Saat langit tak lagi mampu bersua dalam lirih jerit tawa yang lara. Tetap saja sedekat apapun waktu, aku tak kan pernah bisa kembali memutarnya. Massa yang lalu telah menjadi kenangan. Persahabatan bukan hanyalah kata, yang ditulis pada sehelai kertas tak bermakna. Tapi persahabatan merupakan sebuah iktan suci yang ditoreh di atas dua hati, ditulis bersama dengan tinta kasih sayang.
1 tahun berlalu. Aku sekarang duduk di kelas 2 SMA. Tak terasa sudah menjadi kakak kelas. Aku ingin berbagi kisahku di awal masuk SMA. Rasanya seperti menemukan dunia baru.
Di kelas, aku masih menyendiri. Bagai penyakit anak baru yang masih malu-malu dan lugu. Bahkan merasa sepi dalam keramaian. Bukan lantaran tak ada yang ingin berteman denganku. Namun terukir di benakku, aku baru saja menemukan dunia baru dengan tantangan yang baru pula. Tantangan untuk mendapatakan sahabat sejati nan sehati.

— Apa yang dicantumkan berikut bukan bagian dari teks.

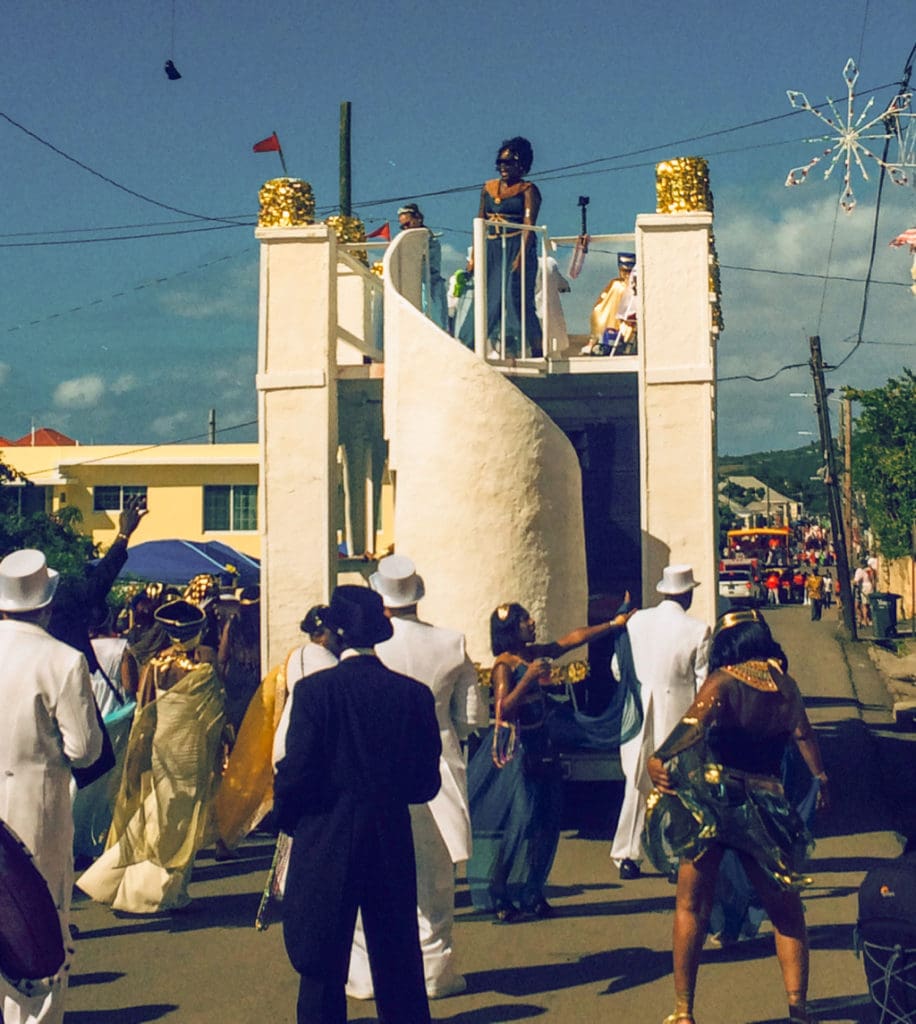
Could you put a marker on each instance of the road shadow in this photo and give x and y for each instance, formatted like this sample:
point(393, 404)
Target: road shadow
point(499, 1014)
point(839, 1010)
point(230, 910)
point(126, 1015)
point(93, 978)
point(619, 969)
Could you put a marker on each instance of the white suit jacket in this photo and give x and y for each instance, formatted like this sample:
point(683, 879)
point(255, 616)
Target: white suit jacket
point(670, 653)
point(437, 657)
point(47, 726)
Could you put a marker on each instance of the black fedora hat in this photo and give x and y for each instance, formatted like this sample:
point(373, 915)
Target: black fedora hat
point(356, 614)
point(181, 620)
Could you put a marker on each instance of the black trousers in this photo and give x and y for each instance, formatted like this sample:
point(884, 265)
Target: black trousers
point(364, 861)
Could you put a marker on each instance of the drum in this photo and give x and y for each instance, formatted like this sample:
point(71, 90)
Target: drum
point(32, 948)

Hari-hari kulalui di kelas. Aku mulai dekat dengan seorang temanku bernama Putri. Kedekatan kami berawal, ketika aku ingin solat zuhur di masjid Arafah, yaitu masjid yang ada di SMA-ku. Mulanya aku kurang pede pergi ke masjid sendirian. Hingga bosan aku bergelut dengan keraguan, akhirnya kucoba melangkah. Tiba-tiba ada yang memanggil dan mengahmpiriku dari belakang, lalu mengulurkan tangannya.

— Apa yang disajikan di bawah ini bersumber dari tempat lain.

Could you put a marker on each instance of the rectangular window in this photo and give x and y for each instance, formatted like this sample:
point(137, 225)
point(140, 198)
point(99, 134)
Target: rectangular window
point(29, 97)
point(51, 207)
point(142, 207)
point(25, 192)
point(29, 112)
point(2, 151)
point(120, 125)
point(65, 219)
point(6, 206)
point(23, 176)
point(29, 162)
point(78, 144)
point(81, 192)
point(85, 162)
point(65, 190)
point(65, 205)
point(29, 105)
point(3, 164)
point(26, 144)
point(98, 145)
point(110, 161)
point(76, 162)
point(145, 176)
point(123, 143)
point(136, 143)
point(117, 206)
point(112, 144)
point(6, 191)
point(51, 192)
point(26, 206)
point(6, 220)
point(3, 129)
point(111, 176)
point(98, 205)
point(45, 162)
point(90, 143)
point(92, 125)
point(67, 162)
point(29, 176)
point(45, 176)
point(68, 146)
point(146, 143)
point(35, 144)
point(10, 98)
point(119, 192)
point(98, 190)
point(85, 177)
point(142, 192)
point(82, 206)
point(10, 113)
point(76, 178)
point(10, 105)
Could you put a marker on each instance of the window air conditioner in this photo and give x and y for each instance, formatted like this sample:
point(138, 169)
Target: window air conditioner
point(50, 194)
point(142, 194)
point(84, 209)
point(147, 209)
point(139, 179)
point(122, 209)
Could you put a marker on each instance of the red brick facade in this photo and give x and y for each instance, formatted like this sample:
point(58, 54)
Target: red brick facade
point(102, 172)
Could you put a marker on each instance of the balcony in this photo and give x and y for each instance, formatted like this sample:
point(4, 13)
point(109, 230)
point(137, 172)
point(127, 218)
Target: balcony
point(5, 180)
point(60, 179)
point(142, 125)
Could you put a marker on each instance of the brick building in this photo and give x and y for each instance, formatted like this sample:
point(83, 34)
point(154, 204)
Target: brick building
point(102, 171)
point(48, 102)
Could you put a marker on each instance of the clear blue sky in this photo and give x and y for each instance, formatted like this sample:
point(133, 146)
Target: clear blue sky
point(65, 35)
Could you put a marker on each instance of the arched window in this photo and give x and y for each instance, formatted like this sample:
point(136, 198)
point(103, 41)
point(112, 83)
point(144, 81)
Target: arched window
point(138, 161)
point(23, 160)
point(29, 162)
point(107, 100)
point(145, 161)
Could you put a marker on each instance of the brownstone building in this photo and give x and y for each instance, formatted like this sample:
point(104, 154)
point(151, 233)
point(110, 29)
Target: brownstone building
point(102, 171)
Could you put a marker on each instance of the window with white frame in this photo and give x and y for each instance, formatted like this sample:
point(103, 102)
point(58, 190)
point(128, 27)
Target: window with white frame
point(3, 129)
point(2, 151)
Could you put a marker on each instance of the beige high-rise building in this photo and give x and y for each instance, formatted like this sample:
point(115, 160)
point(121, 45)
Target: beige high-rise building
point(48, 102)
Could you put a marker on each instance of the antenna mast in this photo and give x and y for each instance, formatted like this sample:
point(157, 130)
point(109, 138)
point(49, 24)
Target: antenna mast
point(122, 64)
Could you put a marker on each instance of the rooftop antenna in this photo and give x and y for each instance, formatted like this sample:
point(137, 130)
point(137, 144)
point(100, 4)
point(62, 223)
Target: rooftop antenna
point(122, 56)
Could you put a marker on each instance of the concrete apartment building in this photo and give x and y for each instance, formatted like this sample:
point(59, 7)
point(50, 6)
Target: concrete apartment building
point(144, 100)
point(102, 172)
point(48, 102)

“Hai, aku Putri.” Sapanya dengan senyuman yang menggoda bibirku untuk membalasnya.
“Aku Suci.” Jawabku tersenyum sedikit malu.
“Kok keliatannya bingung?” Timpal Putri penasaran.
“Iya nih Put. Aku mau ke masjid tapi malu jalan sendirian.” Jawabku sedikit terbata
“Ooo… kenapa malu? koruptor aja gak malu tuh ama perut buncitnya… hehee… ayok buruan, bareng aku aja, aku juga mau soalat zuhur nih.” Ajak Putri sambil menggandeng tanganku dengan genitnya.Senang banget rasanya. Hatiku lega mendapat teman ke masjid. Bagai ibu yang menemukan kembali anaknya yang hilang. Sejak perkenalan itu, hari demi hari aku selalu berdua dengan putri di sekolah. Ngobrol berdua, ke kantin berdua, bahkan ke WC pun berdua. Layaknya perangko dan surat. Tak bisa dipungkiri, aku sangat senang dan nyaman bagai dalam pelukan hangat sang ibu, bila bersama Putri.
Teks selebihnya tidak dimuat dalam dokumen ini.